Et non, la neurodivergence sociale ne dispense pas de l’attention aux autres
Merci <3
Discussion : Politiser la non-monogamie

RedRackham
le mercredi 13 août 2025 à 11h40
Depassage
@Ben356, pourrais tu préciser ta pensée ?
Tu mets donc sur le même plan, le paysan qui lègue ses 10 hectares de terres médiocres sur le plateau des milles vaches ou l'employé son appartement de 50.000€ qu'il a payé toute sa vie avec l'empire Bolloré ou Arnaud ?
Sacré exercice d'équilibriste...
Je veux dire, faut pas oublier que 80% des héritages en france concernent des sommes inférieures à 100.000 €.
Message modifié par son auteur il y a 2 mois.
Comme le disait @Siestacorta je pense qu'il faut commencer par distinguer propriété privée et propriété personnelle.
- La propriété personnelle correspond à ce que tu utilises directement (le logement où tu vis, la ferme que tu exploites, tes habits, etc).
- La propriété privée c'est la propriété personnelle + tout ce que tu possèdes pour générer du profit (tes biens en location, les terres que tu fais exploiter par des salarié·es, l'usine dont tu es actionnaire, etc).
Supprimer la propriété privée, comme le prévoit le communisme notamment, c'est donc supprimer toute propriété qui permettrait de générer du profit en exploitant le travail d'autrui et c'est dans cette optique qu'il faut penser la suppression de l'héritage.
Hériter de biens que tu vas directement utiliser (ex : la maison de tes parents dans laquelle tu vas habiter) n'est pas nécessairement un problème, en revanche il faut abolir la possibilité d'hériter de biens qui vont te permettre l'accumulation des richesses et de vivre de l'exploitation généralisée.
Je suis absolument d'accord avec plusieurs messages qui font le lien entre la non-exclusivité et l'anticapitalisme. Et c'est justement pour parler de ce sujet que je souhaitais aborder la question de la politisation de la non-exclusivité dans notre pays.

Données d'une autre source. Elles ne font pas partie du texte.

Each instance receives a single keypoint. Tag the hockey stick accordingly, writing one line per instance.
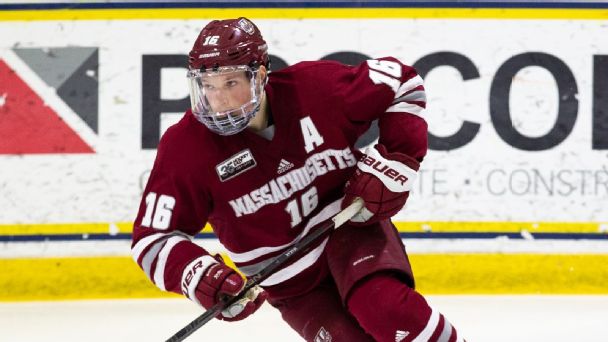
(279, 261)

En France il me semble que celleux qui s'attachent à mettre la non-exclusivité dans la sphère publique se cantonnent à le prendre sous un angle interpersonnel (guide pratique, accompagnement à l'ouverture du couple, etc) et même si je ne dis pas que ce travail est inutile, si c'est la seule façon dont est investi l'espace public, alors on vide la non-exclusivité de sa dimension politique.

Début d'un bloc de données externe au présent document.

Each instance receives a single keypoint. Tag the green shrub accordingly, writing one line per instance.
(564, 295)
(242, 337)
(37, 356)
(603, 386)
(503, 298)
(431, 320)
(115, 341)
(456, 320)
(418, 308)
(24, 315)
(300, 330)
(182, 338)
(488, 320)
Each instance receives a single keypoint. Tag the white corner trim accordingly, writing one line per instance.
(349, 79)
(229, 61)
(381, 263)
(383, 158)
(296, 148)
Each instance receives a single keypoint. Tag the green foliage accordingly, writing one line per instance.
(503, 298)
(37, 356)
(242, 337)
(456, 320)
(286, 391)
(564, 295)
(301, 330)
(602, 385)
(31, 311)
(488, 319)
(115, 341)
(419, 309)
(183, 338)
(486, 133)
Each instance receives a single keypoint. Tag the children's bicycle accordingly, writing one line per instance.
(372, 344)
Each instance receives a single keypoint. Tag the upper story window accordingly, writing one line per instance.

Ainsi dépouillée de tout potentiel subversif, on laisse le champ libre à une récupération de la non-exclusivité par le capitalisme comme le disait justement @artichaut .
Pour redonner sa dimension anticapitaliste à la non-exclusivité je pense qu'il est important qu'on s'approprie collectivement la tâche. "politiser la non-exclusivité" ça signifie redonner son sens politique et révolutionnaire à nos pratiques. Ça passe par créer des liens avec d'autres collectifs/mouvements/organisations anticapitalistes dans une perspective intersectionnelle, ça passe par militer/manifester, ça passe par créer des ressources révolutionnaires par nos propres moyens (et traduire celles existantes en dehors de France), ça passe par interroger comment investir tous les champs de l'espace public d'une vision révolutionnaire de la non-exclusivité.

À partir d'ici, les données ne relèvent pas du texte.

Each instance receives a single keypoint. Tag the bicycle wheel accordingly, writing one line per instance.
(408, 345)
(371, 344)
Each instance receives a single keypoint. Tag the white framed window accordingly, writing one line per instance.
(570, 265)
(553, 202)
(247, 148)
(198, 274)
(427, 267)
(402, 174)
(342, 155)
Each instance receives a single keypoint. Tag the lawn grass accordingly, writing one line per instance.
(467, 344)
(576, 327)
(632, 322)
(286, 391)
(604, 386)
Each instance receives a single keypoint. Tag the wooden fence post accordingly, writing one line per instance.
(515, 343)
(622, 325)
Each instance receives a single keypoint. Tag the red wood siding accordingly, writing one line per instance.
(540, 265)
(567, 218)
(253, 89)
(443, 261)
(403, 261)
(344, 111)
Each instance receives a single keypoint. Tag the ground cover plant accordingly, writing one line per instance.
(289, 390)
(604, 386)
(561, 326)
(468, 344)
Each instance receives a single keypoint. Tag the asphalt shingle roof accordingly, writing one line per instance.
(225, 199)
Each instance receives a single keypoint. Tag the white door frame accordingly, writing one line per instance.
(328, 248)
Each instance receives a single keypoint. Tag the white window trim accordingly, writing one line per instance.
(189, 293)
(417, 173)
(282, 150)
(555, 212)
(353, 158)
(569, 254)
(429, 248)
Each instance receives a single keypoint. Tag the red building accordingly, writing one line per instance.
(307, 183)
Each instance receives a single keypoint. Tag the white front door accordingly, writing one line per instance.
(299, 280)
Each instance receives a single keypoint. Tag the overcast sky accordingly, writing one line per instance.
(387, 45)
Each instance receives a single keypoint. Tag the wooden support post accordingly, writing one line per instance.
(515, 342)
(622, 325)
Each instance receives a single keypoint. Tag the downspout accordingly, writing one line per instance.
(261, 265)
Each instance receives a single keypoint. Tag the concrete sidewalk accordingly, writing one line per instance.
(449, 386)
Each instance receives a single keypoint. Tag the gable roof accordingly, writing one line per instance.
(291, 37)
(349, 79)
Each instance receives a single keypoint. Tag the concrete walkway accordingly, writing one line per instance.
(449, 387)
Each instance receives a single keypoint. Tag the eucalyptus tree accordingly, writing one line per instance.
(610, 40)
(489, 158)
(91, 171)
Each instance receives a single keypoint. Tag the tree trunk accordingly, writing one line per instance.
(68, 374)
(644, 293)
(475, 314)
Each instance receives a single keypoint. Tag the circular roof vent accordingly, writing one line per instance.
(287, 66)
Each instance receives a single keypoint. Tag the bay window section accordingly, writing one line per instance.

Et au sujet de s'il faut ou non intégrer dans notre perspective révolutionnaire le champ du droit, à mon sens on peut (et on doit) penser comment investir ce domaine.
Déjà effectivement dans une perspective de "faute de mieux pour œuvrer dans l'existant, on va pas attendre la révolution pour tenter de faire au mieux avec ce qui est possible"
Mais aussi pour penser plus loin, inscrire la lutte législative dans le cadre du "programme minimum et programme de transition" révolutionnaire ou pour paraphraser Trotsky, en faire un outil de "la mobilisation des masses autour des revendications transitoires comme préparation à la prise du pouvoir"
Discussion : Politiser la non-monogamie

RedRackham
le jeudi 19 juin 2025 à 14h14
Au Brésil, le mouvement de la non-monogamie politique considère la monogamie non pas comme un simple modèle relationnel basé sur l’exclusivité, mais comme une institution. Un système d’oppression imposé qui dicte notre manière de penser, de ressentir et d’agir dans nos relations. Un système qui hiérarchise l'amour au-dessus du reste.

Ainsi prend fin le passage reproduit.